CLS Students Gain Real-World Experience in UTEP’s COVID Rapid Testing Program
This fall semester, students in the Clinical Laboratory Science (CLS) Program are gaining critical clinical experience while assisting the UTEP Student Health and Wellness Center with its COVID-19 rapid testing program.
Twenty-four CLS students have been assigned to rotate through the SHWC through late November to conduct rapid COVID-19 Ag testing. Students are paired in teams and complete eight-hour shifts, which count toward the clinical rotation requirements for the program.
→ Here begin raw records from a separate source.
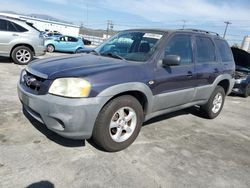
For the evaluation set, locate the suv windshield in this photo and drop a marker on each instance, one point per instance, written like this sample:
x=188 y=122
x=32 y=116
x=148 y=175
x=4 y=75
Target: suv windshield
x=131 y=46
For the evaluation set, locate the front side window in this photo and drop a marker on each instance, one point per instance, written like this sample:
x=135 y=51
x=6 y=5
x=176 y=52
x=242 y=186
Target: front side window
x=224 y=50
x=180 y=45
x=205 y=50
x=131 y=45
x=18 y=27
The rotation also aligns with UTEP’s EDGE initiative, providing real-life learning experiences that CLS students can carry with them throughout their professional careers.
Elizabeth Camacho, clinical instructor and clinical coordinator for the CLS Program, mentioned that the students received specialized training to ensure their safety prior to being assigned as testers at the SHWC.
“In late August, the students received a special training delivered by Cheyenne Rincones, nurse practitioner at the SHWC, and a team of collectors from the SHWC,” Camacho said. “They also participated in a two-hour training given by Berenice Arriaga, biocontainment safety manager with UTEP’s Environmental Health and Safety Department (EHSD), on personal protective equipment (PPE) in mid-September. They had to complete other requirements from EHSD before they could actually perform the testing.”
Melissa Vasquez, a senior CLS major who recently completed the SHWC rotation, recalls the training experience: “We were able to practice on each other as if we were doing it on an actual patient,” she said. “We also had another training via Zoom on how to wear our PPE to protect us when doing these tests.”
Vasquez said that she initially felt nervous upon arriving at the testing center about potentially exposing herself to COVID-19 or accidentally hurting a patient, but after watching a peer complete the first few tests, she felt more relaxed in her setting and subsequently completed her first swab successfully. While the SHWC rotation was not her first clinical experience, Vasquez said the face-to-face component with patients was. Camacho mentioned that experiences such as these allow the students to experience “putting a face behind a name,” and demonstrate the critical nature of their jobs: “assuring a good quality laboratory specimen collection and analysis and reporting out of results.”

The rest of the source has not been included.